Saturday, February 9, 2013

Today in Public Libraries Rock

Not too far from where I live, there is a particularly hateful group of people who preach a vicious, life-denying Christianity. You may know them as the Westboro Baptist Church, most often seen at funeral protests. They also protest area rock concerts and recently made an appearance at the church I attend. They are an embarrassment to the state of Kansas (not that we need another).

But two of their members recently escaped, due in part to the influence of the Lawrence Public Library! Megan Phelps-Roper spoke about leaving the church and shared how a visit to our library helped open up her eyes to the breadth of human thought and experience. Congratulations to Megan on leaving, and I hope she can find peace in a new life.

On reading this, I remembered with fondness the library in my hometown. Some wonderful librarian in my town purchased the community subscription to Ms. Magazine and the Utne Reader. After my introduction to feminism, these were the only pro-woman texts I saw for two years until my own escape to college. During near-daily trips to the library I would check for the new issues incessantly, and secretly, lest anyone see me reading them. I found my first Douglas Coupland books there, and my first Simon and Garfunkel album; they loaned me all of Madeline L'Engle's books, a great deal of science fiction, Holocaust memoirs, The Bell Jar, literary biographies--most of my literary loves came from that one big room filled with books.

The people running that library were hardly leftist or even liberal; they most likely did not agree with the sentiments of those publications. But they had a commitment to open access and knowledge that I respect deeply, and that commitment was rare in small-town Iowa. So the arson that destroyed my hometown library was particularly traumatic. Some local ruffians threw firecrackers in the book-return box and gutted the structure, taking most of the collection in the fire. These young people were caught and punished as little as possible, due to family connections and most probably the low regard those in power felt towards the library.

Later, the library was rebuilt, bigger and more beautiful than before. I never felt the same about the new structure, though; it lacked the central fireplace and cozy surreptitiousness of the former building. The old stacks allowed me to disappear into books; the new were too open, too revealing, too few places for young feminists to hide.

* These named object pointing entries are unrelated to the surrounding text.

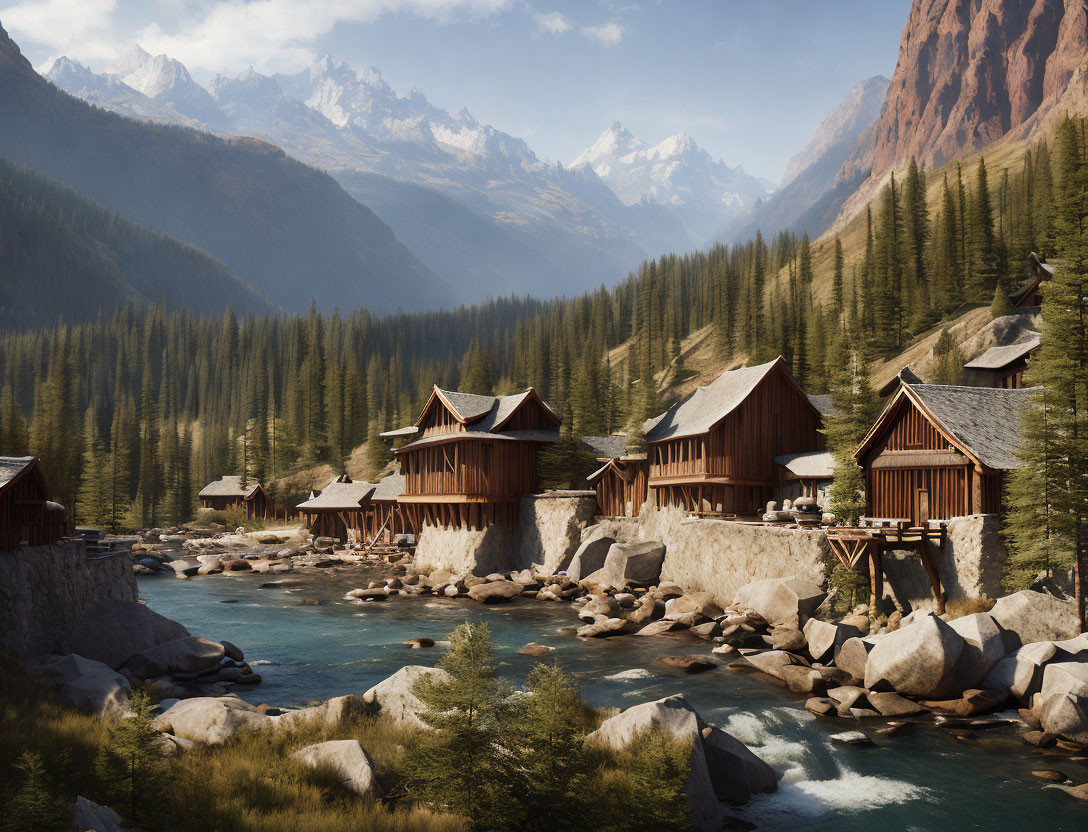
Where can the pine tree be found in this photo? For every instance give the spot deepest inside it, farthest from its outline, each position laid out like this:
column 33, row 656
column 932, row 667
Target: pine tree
column 1048, row 522
column 855, row 411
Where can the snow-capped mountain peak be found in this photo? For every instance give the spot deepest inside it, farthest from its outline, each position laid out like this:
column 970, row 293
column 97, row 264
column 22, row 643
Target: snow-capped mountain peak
column 676, row 172
column 130, row 61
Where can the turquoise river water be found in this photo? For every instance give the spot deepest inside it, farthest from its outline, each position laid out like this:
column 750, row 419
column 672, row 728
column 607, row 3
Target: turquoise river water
column 928, row 781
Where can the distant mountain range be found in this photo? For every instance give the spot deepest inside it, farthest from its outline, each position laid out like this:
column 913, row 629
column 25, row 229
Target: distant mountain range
column 285, row 228
column 704, row 193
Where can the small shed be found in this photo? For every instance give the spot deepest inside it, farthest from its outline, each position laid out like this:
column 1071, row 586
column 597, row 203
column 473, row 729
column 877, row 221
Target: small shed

Anyway, if there is one thing that is truly great about America, it is our libraries. I am sure that there is inequality in them, also, in where they are and in how fines accrue and in which writers and artists are represented in the collections. Nonetheless, they are the most promising institution we have, a source of hope for a free and educated future. The public libraries helped me escape; they have given some of my students access to a larger vision; and they helped Megan Phelps-Roper see a new light. Congratulations to all who leave lives directed by hate for lives directed by love and reading. May love and reading bless all of you this year!